理由2: 知名度・魅力の差 エンジニアは転職市場で強いポジションにあり、大企業・有名スタートアップ・技術力で知名度の高い企業を優先する傾向があります。中小企業は採用ブランドの構築に時間がかかります。
理由3: 育成余力の欠如 未経験者・第二新卒を採用しても、社内にエンジニアがいなければ育成できません。かといって即戦力エンジニアは採用競争が激しい——この「鶏と卵」の問題に多くの中小企業が陥っています。
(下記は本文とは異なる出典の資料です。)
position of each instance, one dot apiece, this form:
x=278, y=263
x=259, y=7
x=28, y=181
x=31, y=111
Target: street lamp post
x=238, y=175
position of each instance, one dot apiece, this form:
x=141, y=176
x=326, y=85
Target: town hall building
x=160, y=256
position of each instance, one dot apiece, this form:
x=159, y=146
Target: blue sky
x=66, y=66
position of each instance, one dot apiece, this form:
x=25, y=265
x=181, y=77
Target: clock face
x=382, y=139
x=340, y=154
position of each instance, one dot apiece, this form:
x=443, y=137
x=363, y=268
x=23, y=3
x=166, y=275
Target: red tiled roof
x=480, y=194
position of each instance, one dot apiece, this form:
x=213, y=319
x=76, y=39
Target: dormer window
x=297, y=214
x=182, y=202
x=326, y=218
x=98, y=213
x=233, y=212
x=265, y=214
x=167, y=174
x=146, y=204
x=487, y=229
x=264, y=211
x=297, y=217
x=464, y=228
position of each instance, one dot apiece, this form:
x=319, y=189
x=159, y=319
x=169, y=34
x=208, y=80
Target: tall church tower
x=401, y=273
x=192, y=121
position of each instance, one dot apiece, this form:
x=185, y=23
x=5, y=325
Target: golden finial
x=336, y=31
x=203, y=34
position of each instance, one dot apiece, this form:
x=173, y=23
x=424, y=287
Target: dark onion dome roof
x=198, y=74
開発リソース確保の7つの選択肢——採用以外にもこんなに方法がある
採用以外の選択肢は大きく以下の7つです。
- 正社員エンジニア採用 — 自社に定着させる王道。時間とコストがかかるが中長期では最も安定
- 業務委託・フリーランス活用 — 必要なスキルを即座に調達できる柔軟な手段
- 開発会社への外注(請負/準委任/ラボ型) — 要件が明確なら品質とスケジュールを担保できる
- オフショア開発 — コスト削減が最大の強み。品質管理がカギ
- ノーコード・ローコードツール活用 — 非エンジニアでも動けるが複雑な要件には限界がある
- AI Coding支援ツール(バイブコーディング) — 2026年の最新選択肢。できることとできないことの把握が重要
- 社内人材のリスキリング — 時間はかかるが、中長期の資産になる
それぞれに向いている状況・向いていない状況があります。次のセクションで4軸比較を行います。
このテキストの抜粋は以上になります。